The field, known as Speech Emotion Recognition in Conversations (SERC), uses AI to identify emotions in human speech. These tools have potential applications in areas like mental health monitoring, human-computer interaction, and call center analytics. But the research finds that while accuracy has improved — especially with the use of deep learning and self-supervised models — bias and methodological issues remain unresolved.
One major finding is that datasets often use inconsistent or poorly defined emotional labels. Some studies use categorical models (e.g. happy or angry), while others adopt dimensional models based on valence (positive vs. negative) and arousal (calm vs. excited). This inconsistency leads to confusion for algorithms trying to learn emotional patterns. Even the best AI systems can’t outperform the quality of the labels they’re trained on.

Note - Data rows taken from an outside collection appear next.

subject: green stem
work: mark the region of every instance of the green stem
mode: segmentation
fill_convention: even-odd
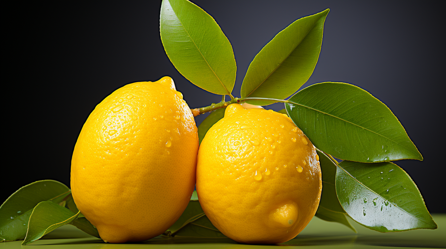
[[[277,99],[271,99],[269,98],[235,98],[231,96],[231,100],[228,101],[223,101],[218,103],[215,104],[211,104],[209,106],[205,106],[201,108],[196,108],[192,109],[192,113],[194,113],[194,116],[197,116],[200,114],[203,114],[208,112],[211,112],[220,108],[224,108],[228,105],[235,103],[241,103],[247,100],[269,100],[274,102],[280,102],[282,103],[289,103],[290,104],[296,104],[293,102],[284,100],[279,100]]]

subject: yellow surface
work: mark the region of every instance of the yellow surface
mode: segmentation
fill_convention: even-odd
[[[231,104],[200,147],[200,203],[212,224],[235,241],[289,240],[319,204],[322,184],[316,156],[286,115]]]
[[[189,107],[164,77],[115,91],[84,124],[71,161],[78,208],[112,243],[165,231],[195,185],[198,135]]]

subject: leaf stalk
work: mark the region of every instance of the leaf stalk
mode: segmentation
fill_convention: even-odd
[[[227,101],[222,101],[217,104],[213,104],[208,106],[201,107],[200,108],[195,108],[190,109],[192,111],[194,116],[197,116],[200,114],[203,114],[208,112],[211,112],[220,108],[224,108],[231,104],[241,103],[248,100],[269,100],[275,102],[288,103],[290,104],[296,104],[294,102],[284,100],[278,99],[272,99],[270,98],[237,98],[233,97],[230,95],[231,100]]]

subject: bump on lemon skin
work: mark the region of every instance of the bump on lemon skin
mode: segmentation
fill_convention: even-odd
[[[194,191],[198,136],[173,81],[136,82],[99,104],[71,161],[78,208],[110,243],[143,241],[178,219]]]
[[[200,203],[212,224],[236,241],[288,241],[318,209],[322,182],[316,156],[286,115],[229,105],[200,146]]]

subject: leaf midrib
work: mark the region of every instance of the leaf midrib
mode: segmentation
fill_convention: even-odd
[[[398,166],[397,165],[396,165],[396,166],[397,167],[398,167],[399,168],[399,166]],[[364,185],[363,184],[363,183],[362,183],[362,182],[361,182],[360,181],[359,181],[359,180],[357,180],[357,179],[356,179],[356,178],[355,178],[355,177],[353,177],[353,176],[352,176],[352,175],[351,175],[351,174],[350,174],[350,173],[349,173],[349,172],[347,172],[347,170],[346,170],[345,169],[344,169],[344,168],[343,168],[343,167],[341,167],[341,166],[340,166],[340,165],[336,165],[336,166],[337,166],[337,167],[339,167],[339,169],[342,169],[342,170],[343,170],[343,171],[344,171],[344,172],[345,172],[345,173],[347,173],[347,175],[349,175],[349,176],[350,177],[351,177],[351,179],[352,179],[354,180],[355,181],[356,181],[357,182],[358,182],[358,183],[359,183],[359,184],[360,185],[361,185],[361,186],[363,186],[363,187],[364,187],[364,188],[365,188],[366,189],[368,189],[368,190],[369,190],[369,191],[370,191],[370,192],[372,192],[372,193],[373,193],[375,194],[376,195],[377,195],[378,196],[379,196],[379,197],[381,197],[381,198],[382,198],[383,199],[384,199],[384,200],[387,200],[387,201],[388,201],[389,202],[391,202],[391,201],[390,201],[390,200],[389,200],[388,199],[386,199],[386,198],[384,198],[384,197],[383,197],[382,196],[381,196],[381,195],[380,195],[380,194],[378,194],[377,193],[376,193],[376,192],[375,192],[375,191],[374,191],[373,190],[372,190],[372,189],[370,189],[370,188],[368,188],[368,187],[367,187],[367,186],[366,186],[365,185]],[[401,168],[400,168],[400,169],[401,169]],[[337,193],[336,193],[336,195],[337,195]],[[404,212],[404,213],[407,213],[407,214],[409,214],[409,215],[410,215],[410,216],[412,216],[412,217],[413,217],[415,218],[415,219],[417,219],[417,220],[419,220],[419,221],[422,221],[422,222],[424,222],[426,224],[427,224],[427,225],[429,225],[429,226],[430,226],[430,225],[430,225],[430,224],[429,224],[429,223],[427,223],[427,222],[426,222],[425,221],[423,221],[423,220],[421,220],[421,219],[420,219],[419,218],[418,218],[417,217],[416,217],[414,216],[413,216],[413,215],[412,215],[412,214],[410,214],[410,213],[408,213],[408,212],[407,212],[407,211],[406,211],[406,210],[404,210],[404,209],[401,209],[401,208],[400,208],[400,207],[399,207],[399,206],[397,206],[397,205],[395,205],[395,203],[393,203],[393,202],[391,202],[391,203],[392,203],[392,204],[393,204],[393,206],[394,206],[394,207],[396,207],[396,208],[397,208],[398,209],[399,209],[401,210],[401,211],[402,211]]]
[[[192,4],[194,4],[193,3]],[[172,7],[171,4],[170,5],[170,7],[172,7],[172,10],[173,10],[173,7]],[[200,9],[201,9],[201,8]],[[202,9],[201,9],[201,10],[203,11]],[[222,82],[222,81],[220,80],[220,78],[219,78],[219,76],[217,76],[217,74],[216,74],[215,72],[214,71],[214,69],[213,69],[211,67],[211,65],[210,65],[209,63],[207,62],[207,60],[206,60],[206,58],[204,57],[204,56],[203,55],[203,54],[202,53],[201,51],[200,51],[200,49],[198,48],[198,46],[197,46],[197,44],[195,44],[195,41],[194,40],[194,39],[192,39],[192,36],[191,36],[189,34],[189,32],[187,32],[187,29],[186,29],[186,28],[184,27],[184,25],[183,25],[183,23],[182,22],[181,20],[180,20],[180,17],[178,16],[178,15],[177,15],[177,13],[175,12],[174,10],[173,10],[173,12],[175,13],[175,16],[177,17],[177,18],[178,19],[178,20],[180,22],[180,24],[181,24],[181,26],[183,27],[183,28],[184,29],[184,31],[186,32],[186,33],[187,33],[187,35],[189,36],[189,38],[190,38],[190,40],[192,41],[192,42],[194,43],[194,45],[195,45],[195,48],[197,48],[197,50],[198,50],[198,52],[200,52],[200,54],[201,55],[202,57],[203,57],[203,59],[204,60],[204,61],[206,62],[206,64],[207,64],[207,65],[209,67],[209,68],[211,68],[211,71],[212,71],[212,72],[214,73],[214,75],[215,76],[215,77],[217,78],[217,79],[219,80],[219,81],[220,82],[220,83],[221,84],[222,86],[223,86],[223,88],[224,88],[224,89],[226,91],[226,92],[227,92],[227,94],[228,95],[230,94],[231,93],[229,92],[229,91],[227,90],[227,88],[226,88],[226,86],[224,85],[224,84],[223,84],[223,82]]]
[[[248,97],[248,96],[249,96],[249,95],[251,95],[251,94],[252,94],[253,92],[254,92],[255,91],[256,91],[256,90],[257,90],[257,88],[259,88],[259,87],[260,87],[260,85],[261,85],[261,84],[263,84],[263,82],[265,82],[265,80],[268,80],[268,78],[269,78],[269,76],[271,76],[271,75],[273,74],[275,72],[276,72],[276,70],[277,70],[277,68],[278,68],[281,65],[282,65],[282,64],[283,63],[284,61],[285,61],[285,60],[286,60],[286,59],[288,59],[289,57],[289,55],[291,55],[291,53],[292,53],[294,51],[294,50],[296,50],[296,48],[297,48],[297,46],[298,46],[302,42],[302,41],[304,39],[305,39],[307,35],[308,35],[308,33],[310,33],[310,32],[311,31],[312,29],[313,29],[313,28],[314,27],[314,25],[316,25],[316,24],[318,23],[318,22],[319,21],[319,20],[321,20],[321,18],[322,18],[322,17],[321,18],[319,18],[318,19],[317,21],[316,21],[316,22],[314,22],[314,24],[313,25],[313,26],[311,26],[311,28],[308,30],[308,32],[307,32],[306,34],[305,34],[305,35],[304,36],[304,38],[302,38],[302,40],[301,40],[301,41],[299,42],[299,43],[298,43],[296,45],[295,47],[294,47],[294,48],[293,48],[292,50],[291,50],[291,52],[290,52],[289,54],[288,54],[288,55],[286,56],[286,57],[285,57],[285,59],[284,59],[283,60],[282,60],[282,62],[280,63],[280,64],[279,64],[279,65],[275,68],[274,68],[274,70],[273,70],[273,72],[272,72],[269,74],[268,74],[268,76],[267,76],[266,78],[265,78],[265,79],[263,81],[262,81],[261,82],[260,82],[260,84],[259,84],[259,85],[257,86],[256,87],[256,88],[255,88],[254,89],[254,90],[253,90],[252,91],[251,91],[251,92],[250,92],[248,95],[246,95],[246,97]],[[297,21],[297,20],[296,20],[296,21]],[[287,28],[288,28],[288,27]],[[285,28],[285,29],[284,29],[283,30],[285,30],[286,29],[286,28]],[[283,31],[283,30],[282,30],[282,31]],[[281,31],[281,32],[282,31]],[[280,32],[279,32],[279,33],[280,33]],[[275,37],[276,36],[274,36],[274,37]],[[273,39],[274,39],[274,38],[273,38]],[[267,45],[268,45],[268,44],[267,44]],[[261,52],[261,51],[260,51],[260,52]],[[254,57],[254,59],[255,59],[255,57]]]
[[[330,114],[330,113],[327,113],[327,112],[322,112],[322,111],[321,111],[321,110],[318,110],[317,109],[315,109],[315,108],[312,108],[311,107],[309,107],[309,106],[306,106],[306,105],[303,105],[303,104],[297,104],[297,103],[295,103],[295,102],[292,102],[292,101],[289,101],[289,100],[288,100],[288,103],[290,103],[290,104],[297,104],[297,105],[299,105],[299,106],[301,106],[301,107],[305,107],[305,108],[309,108],[309,109],[311,109],[311,110],[314,110],[314,111],[316,111],[316,112],[320,112],[320,113],[321,113],[323,114],[326,114],[326,115],[328,115],[328,116],[332,116],[332,117],[334,117],[334,118],[337,118],[337,119],[339,119],[339,120],[342,120],[342,121],[344,121],[344,122],[347,122],[347,123],[349,123],[349,124],[353,124],[353,125],[355,125],[355,126],[357,126],[357,127],[359,127],[359,128],[362,128],[363,129],[364,129],[364,130],[367,130],[367,131],[369,131],[369,132],[371,132],[371,133],[375,133],[375,134],[376,134],[376,135],[379,135],[379,136],[380,136],[381,137],[384,137],[384,138],[385,138],[385,139],[387,139],[388,140],[389,140],[389,141],[392,141],[392,142],[394,142],[394,143],[395,143],[397,145],[399,145],[400,146],[401,146],[403,148],[404,148],[405,149],[407,149],[407,150],[409,150],[409,151],[411,151],[412,152],[413,152],[413,153],[414,153],[414,152],[414,152],[414,151],[412,150],[412,149],[409,149],[408,148],[407,148],[407,147],[406,147],[406,146],[405,146],[403,145],[401,145],[401,144],[400,144],[400,143],[398,143],[398,142],[396,142],[396,141],[394,141],[393,140],[392,140],[390,138],[388,138],[388,137],[385,137],[385,136],[384,136],[384,135],[381,135],[381,134],[380,134],[380,133],[376,133],[376,132],[374,132],[373,131],[372,131],[372,130],[370,130],[370,129],[368,129],[367,128],[365,128],[365,127],[363,127],[362,126],[361,126],[360,125],[358,125],[358,124],[355,124],[354,123],[352,123],[351,122],[350,122],[350,121],[347,121],[347,120],[344,120],[344,119],[342,119],[342,118],[341,118],[340,117],[338,117],[338,116],[334,116],[334,115],[331,115],[331,114]],[[417,153],[415,153],[415,154],[417,154]],[[404,159],[404,158],[402,158],[402,159]]]

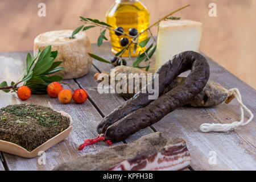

Then, there’s the issue of realism. Many datasets used to train AI on emotion are based on acted speech: people pretending to be angry, sad, or cheerful. While easier to collect and label, these examples don’t always reflect how emotions actually sound in real conversations. The review found that most studies used scripted or acted datasets, which can produce inflated performance metrics that don’t translate to real-world settings.
“Emotion recognition by AI is not just a technical challenge – it’s a question of how we define, experience and communicate feelings. That makes data quality just as important as model architecture.”
— Dr. Leontios Hadjileontiadis, Khalifa University.
Despite these challenges, technical improvements are helping. Newer models based on self-supervised learning show promise in extracting emotion-relevant features from speech, even with limited labelled data. Hybrid approaches that combine hand-crafted and deep features also tend to perform better. Still, this review makes it clear that model sophistication alone isn’t enough. Performance depends heavily on dataset quality, the realism of the speech samples, and the clarity of the emotional categories.
“We see strong potential for AI in emotion recognition,” Prof. Hadjileontiadis said. “But the field needs to address foundational issues — particularly in how emotions are defined, labelled, and measured — if we want these systems to be both accurate and applicable.”